• Tidak ada hasil yang ditemukan

BAB 2. TINJAUAN PUSTAKA

2.7 Pacaran

Pacaran atau dating adalah interaksi heteroseksual yang didasari rasa cinta, kasih dan sayang serta saling memberi dan melengkapi pasangannya. Budaya pacaran sudah menjadi kecenderungan pergaulan remaja yang juga mendominasi perilaku seksual remaja saat ini. Pacaran dianggap sebagai jati diri pergaulan dan identitas kedewasaan, meskipun pada kenyataannya banyak aktivitas yang menjurus pada perilaku seks tidak aman. Pacaran biasanya terjadi di awal pubertas. Perubahan hormon dan fisik membuat seseorang mulai tertarik pada lawan jenis. Proses sayang –sayangan dua manusia lawan jenis tersebut merupakan proses mengenal dan memahami lawan jenisnya dan belajar membina hubungan dengan lawan jenis sebagai persiapan sebelum menikah untuk menghindari ketidakcocokan dan permasalahan pada saat sudah menikah. Masing–masing pasangan berusaha mengenal kebiasaan, karakter atau sifat, serta reaksi–reaksi terhadap berbagai masalah maupun peristiwa (Narendra, 2008).

Pacaran merupakan kenangan yang sangat mengesankan bagi remaja pada kehidupannya yang mendatang. Dalam masyarakat kita, pacaran memberikan kesempatan bagi remaja untuk meningkatkan kemampuan sosial dan interpersonal mereka. Pacaran juga mempersiapkan remaja untuk memilih pasangan hidup. Pada beberapa remaja pacaran juga dimanfaatkan untuk melakukan percobaan aktivitas seksual. Pacaran merupakan kelanjutan dari perkenalan dan diteruskan dengan hubungan individu terhadap lawan jenis. Jadi di dalam pacaran ini laki-laki dan wanita saling menjajaki seberapa cocok atau tidaknya mereka berdua, termasuk latar

belakang watak, sifat, pendidikan, dan lain-lainnya. Pacaran ini melebihi hubungan sekadar teman, atau teman dekat, namun ini adalah teman paling dekat

(Saumiman, 2005).

Pacaran juga seringkali dianggap sebagai pintu masuk hubungan yang lebih dalam lagi, yaitu melakukan berbagai aktivitas perilaku seksual seperti touching, kissing, necking, petting hingga sexual intercourse sebagai wujud kedekatan antara dua orang yang sedang jatuh cinta. Susan Sprecher dan Kathlen McKiney dalam buku Sexuality (2010) menjelaskan tahap-tahap dalam pacaran :

1. First Seeing (Pandangan Pertama)

Sebelum terjadinya suatu hubungan di antara dua orang, pada awalnya masing-masing saling menyadari keberadaannya.

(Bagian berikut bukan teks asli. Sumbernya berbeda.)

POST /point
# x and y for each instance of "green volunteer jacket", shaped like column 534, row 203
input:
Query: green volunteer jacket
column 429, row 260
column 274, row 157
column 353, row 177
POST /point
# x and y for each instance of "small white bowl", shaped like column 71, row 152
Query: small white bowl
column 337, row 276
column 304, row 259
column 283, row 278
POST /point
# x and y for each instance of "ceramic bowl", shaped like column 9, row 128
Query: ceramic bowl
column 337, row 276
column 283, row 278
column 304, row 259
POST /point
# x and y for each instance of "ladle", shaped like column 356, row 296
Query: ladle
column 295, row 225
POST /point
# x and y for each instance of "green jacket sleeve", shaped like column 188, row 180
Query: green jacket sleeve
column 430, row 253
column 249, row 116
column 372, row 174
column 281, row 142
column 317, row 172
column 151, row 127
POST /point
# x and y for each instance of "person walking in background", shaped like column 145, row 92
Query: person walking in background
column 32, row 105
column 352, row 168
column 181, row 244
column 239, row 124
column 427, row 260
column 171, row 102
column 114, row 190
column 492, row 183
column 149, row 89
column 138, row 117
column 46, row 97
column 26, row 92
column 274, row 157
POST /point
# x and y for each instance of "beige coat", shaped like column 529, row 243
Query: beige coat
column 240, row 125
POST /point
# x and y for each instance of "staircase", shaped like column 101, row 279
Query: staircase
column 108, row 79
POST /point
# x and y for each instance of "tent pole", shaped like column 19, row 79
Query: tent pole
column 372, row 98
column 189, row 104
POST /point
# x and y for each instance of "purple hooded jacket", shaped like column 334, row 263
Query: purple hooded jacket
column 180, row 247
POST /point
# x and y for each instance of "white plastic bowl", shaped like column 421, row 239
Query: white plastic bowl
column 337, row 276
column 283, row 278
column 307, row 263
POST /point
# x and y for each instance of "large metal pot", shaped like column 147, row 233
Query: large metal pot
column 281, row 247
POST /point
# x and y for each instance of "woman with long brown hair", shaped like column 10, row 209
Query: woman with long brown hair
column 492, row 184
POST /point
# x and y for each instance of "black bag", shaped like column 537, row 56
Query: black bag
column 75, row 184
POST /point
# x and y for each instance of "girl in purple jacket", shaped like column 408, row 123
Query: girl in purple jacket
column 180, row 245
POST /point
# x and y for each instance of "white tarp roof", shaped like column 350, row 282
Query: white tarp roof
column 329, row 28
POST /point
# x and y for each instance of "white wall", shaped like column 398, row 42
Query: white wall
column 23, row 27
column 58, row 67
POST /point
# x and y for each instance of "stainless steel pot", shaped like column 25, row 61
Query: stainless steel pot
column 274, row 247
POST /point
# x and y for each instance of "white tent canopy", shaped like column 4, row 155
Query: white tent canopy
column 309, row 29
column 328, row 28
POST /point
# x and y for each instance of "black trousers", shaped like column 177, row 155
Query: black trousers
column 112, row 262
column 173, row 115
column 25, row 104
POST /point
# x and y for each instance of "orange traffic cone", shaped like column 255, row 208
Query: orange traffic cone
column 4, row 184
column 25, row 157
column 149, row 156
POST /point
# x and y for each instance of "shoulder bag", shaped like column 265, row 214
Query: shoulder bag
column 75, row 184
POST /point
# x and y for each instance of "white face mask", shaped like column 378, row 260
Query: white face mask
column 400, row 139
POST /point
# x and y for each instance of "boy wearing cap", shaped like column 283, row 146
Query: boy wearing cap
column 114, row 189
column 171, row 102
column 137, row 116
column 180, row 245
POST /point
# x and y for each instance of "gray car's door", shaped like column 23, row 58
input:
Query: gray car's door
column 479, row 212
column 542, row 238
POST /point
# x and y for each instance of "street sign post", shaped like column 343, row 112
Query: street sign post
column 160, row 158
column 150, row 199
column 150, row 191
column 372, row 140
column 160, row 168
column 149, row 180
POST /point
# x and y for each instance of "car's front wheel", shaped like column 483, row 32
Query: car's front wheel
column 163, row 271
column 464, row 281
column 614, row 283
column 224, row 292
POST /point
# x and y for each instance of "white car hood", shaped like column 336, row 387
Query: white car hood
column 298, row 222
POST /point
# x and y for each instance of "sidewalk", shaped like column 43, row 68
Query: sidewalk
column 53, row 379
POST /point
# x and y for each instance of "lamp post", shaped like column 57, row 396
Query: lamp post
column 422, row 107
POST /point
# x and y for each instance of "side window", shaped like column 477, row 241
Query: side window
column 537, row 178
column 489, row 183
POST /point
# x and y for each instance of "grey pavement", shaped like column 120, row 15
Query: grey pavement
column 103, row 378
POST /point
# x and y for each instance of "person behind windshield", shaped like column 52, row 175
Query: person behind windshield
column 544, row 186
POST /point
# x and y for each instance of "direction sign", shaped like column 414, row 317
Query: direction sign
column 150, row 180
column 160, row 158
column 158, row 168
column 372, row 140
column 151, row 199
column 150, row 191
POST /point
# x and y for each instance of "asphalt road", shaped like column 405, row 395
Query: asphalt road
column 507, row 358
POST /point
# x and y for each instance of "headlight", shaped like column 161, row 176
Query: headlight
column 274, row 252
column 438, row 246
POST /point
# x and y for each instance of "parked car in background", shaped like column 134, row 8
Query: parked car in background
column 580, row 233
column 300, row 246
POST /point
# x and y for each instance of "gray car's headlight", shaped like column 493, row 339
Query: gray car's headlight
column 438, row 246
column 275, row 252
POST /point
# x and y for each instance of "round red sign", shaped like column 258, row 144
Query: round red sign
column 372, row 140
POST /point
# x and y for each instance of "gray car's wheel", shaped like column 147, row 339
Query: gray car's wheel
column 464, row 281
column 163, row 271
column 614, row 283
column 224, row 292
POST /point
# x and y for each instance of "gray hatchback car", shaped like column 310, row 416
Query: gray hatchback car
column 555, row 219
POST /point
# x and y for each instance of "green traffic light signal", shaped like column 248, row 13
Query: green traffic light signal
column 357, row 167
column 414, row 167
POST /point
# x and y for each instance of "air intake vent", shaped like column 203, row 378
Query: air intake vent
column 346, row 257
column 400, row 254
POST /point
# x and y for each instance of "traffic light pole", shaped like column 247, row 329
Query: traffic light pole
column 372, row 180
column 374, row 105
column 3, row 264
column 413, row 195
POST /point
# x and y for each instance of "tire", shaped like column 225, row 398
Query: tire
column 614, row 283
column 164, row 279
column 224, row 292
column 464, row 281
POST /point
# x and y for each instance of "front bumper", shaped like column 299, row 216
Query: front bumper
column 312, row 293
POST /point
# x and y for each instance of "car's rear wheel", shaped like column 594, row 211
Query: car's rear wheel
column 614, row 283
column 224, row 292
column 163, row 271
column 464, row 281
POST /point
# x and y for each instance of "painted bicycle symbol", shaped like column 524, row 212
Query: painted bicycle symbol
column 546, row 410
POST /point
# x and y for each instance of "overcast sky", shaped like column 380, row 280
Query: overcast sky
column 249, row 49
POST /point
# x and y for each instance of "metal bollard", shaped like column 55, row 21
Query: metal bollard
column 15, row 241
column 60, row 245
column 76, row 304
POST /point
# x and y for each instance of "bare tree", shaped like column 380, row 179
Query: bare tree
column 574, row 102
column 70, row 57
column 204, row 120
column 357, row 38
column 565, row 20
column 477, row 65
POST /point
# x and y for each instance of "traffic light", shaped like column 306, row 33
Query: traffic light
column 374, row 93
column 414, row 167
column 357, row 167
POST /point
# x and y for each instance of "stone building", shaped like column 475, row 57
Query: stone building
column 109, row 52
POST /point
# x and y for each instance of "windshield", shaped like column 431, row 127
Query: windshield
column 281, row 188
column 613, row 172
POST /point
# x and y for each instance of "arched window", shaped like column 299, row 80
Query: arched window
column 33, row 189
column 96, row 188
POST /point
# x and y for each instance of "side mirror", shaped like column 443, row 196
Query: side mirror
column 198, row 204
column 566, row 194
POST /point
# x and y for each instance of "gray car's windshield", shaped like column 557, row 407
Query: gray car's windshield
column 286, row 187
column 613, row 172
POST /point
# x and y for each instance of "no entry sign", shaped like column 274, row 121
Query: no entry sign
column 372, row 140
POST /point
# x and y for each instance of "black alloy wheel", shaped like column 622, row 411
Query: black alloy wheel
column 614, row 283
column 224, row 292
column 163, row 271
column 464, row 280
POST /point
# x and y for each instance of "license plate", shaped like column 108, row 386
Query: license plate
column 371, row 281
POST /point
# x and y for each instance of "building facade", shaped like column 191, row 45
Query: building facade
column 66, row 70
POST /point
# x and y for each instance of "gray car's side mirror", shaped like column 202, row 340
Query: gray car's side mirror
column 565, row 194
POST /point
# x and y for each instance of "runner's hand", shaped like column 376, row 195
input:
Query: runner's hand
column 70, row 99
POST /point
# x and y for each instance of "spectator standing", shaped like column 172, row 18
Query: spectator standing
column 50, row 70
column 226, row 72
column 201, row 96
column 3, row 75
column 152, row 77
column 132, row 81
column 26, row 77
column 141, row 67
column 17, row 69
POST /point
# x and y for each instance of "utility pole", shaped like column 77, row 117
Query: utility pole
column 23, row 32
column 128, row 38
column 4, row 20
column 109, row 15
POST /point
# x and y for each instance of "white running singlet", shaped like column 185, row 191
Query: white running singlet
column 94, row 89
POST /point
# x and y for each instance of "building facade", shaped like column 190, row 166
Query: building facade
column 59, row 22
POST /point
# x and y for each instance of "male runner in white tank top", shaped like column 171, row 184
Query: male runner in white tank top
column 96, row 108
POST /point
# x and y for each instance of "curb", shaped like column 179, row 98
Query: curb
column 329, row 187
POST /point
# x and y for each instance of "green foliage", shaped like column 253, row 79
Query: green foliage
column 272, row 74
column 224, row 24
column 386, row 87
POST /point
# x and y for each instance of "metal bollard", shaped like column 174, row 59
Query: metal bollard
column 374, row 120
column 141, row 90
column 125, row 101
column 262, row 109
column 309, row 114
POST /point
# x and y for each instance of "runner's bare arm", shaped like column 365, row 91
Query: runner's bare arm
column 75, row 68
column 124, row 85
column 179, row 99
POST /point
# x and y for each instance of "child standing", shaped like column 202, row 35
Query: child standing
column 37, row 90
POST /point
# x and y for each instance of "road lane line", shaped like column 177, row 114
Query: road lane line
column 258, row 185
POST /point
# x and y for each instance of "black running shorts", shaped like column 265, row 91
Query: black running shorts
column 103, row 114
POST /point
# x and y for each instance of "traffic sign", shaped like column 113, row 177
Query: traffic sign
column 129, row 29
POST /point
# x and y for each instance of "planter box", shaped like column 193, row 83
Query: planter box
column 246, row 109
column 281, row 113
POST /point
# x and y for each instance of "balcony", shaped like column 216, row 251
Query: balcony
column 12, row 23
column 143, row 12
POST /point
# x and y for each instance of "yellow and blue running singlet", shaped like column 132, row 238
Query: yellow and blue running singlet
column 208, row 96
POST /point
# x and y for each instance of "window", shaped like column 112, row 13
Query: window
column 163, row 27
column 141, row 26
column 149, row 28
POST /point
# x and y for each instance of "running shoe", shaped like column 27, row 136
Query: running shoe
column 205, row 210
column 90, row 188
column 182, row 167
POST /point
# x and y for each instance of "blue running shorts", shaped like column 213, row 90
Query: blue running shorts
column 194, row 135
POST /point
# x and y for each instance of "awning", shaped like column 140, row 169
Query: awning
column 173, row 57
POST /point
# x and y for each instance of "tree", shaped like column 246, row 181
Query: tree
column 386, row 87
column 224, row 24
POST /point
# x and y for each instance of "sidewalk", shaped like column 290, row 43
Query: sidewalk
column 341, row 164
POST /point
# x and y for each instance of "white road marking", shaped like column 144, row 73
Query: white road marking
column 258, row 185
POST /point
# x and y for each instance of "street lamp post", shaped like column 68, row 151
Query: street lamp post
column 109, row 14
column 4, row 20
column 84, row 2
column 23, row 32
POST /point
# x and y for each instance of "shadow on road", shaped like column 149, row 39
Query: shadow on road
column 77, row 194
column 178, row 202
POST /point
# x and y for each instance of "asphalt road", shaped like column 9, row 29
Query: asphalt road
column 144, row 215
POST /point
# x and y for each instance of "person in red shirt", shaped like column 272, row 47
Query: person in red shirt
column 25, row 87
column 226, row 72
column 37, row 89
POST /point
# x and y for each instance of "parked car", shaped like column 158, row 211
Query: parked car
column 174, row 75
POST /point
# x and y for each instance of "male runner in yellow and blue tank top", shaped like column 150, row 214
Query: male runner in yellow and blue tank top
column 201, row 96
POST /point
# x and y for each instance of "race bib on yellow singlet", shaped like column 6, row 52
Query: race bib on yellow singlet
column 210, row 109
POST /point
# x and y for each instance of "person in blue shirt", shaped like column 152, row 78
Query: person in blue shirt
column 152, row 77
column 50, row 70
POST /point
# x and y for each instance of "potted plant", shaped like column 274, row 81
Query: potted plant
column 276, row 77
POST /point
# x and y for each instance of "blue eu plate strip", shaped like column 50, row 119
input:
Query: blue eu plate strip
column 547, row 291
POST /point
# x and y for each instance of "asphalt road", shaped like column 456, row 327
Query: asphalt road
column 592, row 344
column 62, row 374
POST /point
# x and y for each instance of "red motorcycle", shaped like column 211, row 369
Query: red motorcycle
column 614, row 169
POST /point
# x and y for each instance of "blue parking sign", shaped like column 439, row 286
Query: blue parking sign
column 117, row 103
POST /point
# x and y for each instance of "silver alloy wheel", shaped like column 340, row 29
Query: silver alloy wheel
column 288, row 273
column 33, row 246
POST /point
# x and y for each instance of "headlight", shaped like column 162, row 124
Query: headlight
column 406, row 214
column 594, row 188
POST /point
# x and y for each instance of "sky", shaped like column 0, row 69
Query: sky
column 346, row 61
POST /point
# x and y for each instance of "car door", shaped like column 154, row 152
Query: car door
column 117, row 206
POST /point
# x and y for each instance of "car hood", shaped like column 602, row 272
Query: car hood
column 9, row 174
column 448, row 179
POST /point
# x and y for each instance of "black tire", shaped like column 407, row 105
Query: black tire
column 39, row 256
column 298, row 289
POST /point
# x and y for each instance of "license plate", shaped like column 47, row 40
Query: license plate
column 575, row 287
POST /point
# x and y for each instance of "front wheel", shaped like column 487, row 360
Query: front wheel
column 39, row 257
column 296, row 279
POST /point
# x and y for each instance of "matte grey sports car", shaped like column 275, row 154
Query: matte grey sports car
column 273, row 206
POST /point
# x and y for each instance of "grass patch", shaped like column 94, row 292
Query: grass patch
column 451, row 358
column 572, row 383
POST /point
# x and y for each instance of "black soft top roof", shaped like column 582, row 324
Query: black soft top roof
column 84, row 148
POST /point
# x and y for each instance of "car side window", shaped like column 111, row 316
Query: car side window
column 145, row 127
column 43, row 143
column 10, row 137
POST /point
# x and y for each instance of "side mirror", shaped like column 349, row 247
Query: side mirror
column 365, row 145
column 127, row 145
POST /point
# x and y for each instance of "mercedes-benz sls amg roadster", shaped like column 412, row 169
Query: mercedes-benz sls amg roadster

Kesadaran ini mungkin terjadi beberapa detik, hari, minggu maupun bulan sebelum interaksi secara tatap muka pada pertama kali. Dua orang mungkin saling menyadari dalam waktu yang bersamaan, tetapi dapat juga hanya satu pihak yang menyadari.

Murstein (2010), menyatakan situasi dimana kesadaran pertama kali terjadi mungkin dapat mempengaruhi bagaimana keberlanjutan suatu hubungan ke tahap first meeting dengan cepat dan mudah, membedakan antara tempat terbuka dan tertutup sebagai kondisi dimana suatu hubungan dimulai. Tempat yang tertutup ditandai dengan kehadiran sedikit orang dimana semuanya memiliki kemungkinan untuk berinteraksi.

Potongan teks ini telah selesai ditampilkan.